Dopo 21 anni Presi i killer di Rostagno: «Infastidiva i boss»

Mauro Rostagno fu ucciso per ordine della mafia: il giornalista e sociologo dava «fastidio» ai boss con la sua attività di denuncia. È questa la conclusione alla quale sono giunti, dopo 21 anni di indagini in coincidenza con l’anniversario della strage di Capaci, i magistrati della Dda di Palermo, Antonio Ingroia e Gaetano Paci. I pm hanno chiesto e ottenuto dal gip Maria Pino l’emissione di due ordini di custodia cautelare nei confronti del boss trapanese Vincenzo Virga, indicato come il mandante, e di Vito Mazzara, accusato di essere l’esecutore materiale, entrambi già detenuti. Le indagini sull’agguato a Rostagno, assassinato il 26 settembre 1988 nei pressi della comunità terapeutica «Saman» dove lavorava, sono state contrassegnate da ipotesi spesso contrastanti, tanto che per due volte i pm avevano chiesto l’archiviazione dell’inchiesta, respinta dal gip. A dare un impulso decisivo alle indagini, indirizzandole definitivamente sulla pista mafiosa, sono stati alcuni accertamenti balistici. Tre bossoli e tre cartucce inesplose calibro 12 trovate sul luogo dell’agguato sono stati sottoposti ad analisi comparative con le munizioni utilizzate per altri omicidi avvenuti in provincia di Trapani con le stesse modalità.
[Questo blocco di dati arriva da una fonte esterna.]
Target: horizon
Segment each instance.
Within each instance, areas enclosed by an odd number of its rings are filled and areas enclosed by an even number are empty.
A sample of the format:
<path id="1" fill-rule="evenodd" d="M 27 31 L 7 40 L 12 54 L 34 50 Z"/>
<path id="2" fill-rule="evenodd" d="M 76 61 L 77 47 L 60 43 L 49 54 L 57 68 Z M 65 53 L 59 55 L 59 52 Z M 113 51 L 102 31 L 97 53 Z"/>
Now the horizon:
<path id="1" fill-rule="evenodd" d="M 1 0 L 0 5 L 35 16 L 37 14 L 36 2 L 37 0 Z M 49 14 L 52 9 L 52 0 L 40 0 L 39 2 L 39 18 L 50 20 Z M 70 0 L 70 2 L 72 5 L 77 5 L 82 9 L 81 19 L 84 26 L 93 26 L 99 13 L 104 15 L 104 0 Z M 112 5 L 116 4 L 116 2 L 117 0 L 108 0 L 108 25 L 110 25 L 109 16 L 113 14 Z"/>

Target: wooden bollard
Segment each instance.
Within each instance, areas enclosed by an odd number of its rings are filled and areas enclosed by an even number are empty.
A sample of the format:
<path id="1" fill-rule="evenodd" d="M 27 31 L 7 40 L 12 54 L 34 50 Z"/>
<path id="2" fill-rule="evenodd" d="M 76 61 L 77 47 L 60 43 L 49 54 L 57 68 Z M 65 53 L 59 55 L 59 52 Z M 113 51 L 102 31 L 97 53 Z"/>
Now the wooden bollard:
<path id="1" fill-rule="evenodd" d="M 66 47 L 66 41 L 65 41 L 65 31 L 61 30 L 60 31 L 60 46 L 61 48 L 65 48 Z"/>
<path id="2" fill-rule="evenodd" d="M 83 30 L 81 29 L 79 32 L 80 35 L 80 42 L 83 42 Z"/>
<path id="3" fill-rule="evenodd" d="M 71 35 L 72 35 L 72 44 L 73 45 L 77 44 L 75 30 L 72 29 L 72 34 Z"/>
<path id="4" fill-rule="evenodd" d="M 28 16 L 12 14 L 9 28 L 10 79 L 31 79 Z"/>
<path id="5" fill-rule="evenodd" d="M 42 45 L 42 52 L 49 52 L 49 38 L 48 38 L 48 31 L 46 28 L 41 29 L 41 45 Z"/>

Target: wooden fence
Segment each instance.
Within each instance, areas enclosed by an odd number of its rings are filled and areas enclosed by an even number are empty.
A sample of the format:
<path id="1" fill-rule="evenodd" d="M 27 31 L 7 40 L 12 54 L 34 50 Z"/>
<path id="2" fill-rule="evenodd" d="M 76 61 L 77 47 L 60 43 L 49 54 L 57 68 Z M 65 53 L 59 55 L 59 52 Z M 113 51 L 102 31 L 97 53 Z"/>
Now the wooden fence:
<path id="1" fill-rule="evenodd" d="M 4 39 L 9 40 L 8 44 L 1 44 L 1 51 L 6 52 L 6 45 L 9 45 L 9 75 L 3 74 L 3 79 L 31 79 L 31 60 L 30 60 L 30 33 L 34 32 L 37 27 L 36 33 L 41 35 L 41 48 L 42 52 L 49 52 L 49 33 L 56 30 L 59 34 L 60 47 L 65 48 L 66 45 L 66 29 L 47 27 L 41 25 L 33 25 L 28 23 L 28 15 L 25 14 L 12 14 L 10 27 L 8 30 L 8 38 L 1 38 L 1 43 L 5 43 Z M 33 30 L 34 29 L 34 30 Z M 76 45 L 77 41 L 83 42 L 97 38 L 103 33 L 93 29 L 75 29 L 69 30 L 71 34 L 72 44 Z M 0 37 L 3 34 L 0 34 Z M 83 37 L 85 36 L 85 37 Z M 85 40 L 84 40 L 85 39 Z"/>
Dal confronto balistico sono scaturiti ulteriori elementi che hanno permesso l’individuazione di «impronte da cameramento», identiche per forma e dimensione. Mauro Rostagno, secondo gli inquirenti, sarebbe stato ucciso per l’attività giornalistica di denuncia che svolgeva presso l’emittente televisiva Rtc. «Muovendo forti ed esplicite accuse nei confronti di esponenti di Cosa Nostra e richiamando in termini di speciale vigore l’attenzione dell’opinione pubblica - affermano gli inquirenti - Rostagno aveva toccato diversi uomini d’onore e generato un risentimento diffuso nell’ambito del contesto criminale in argomento».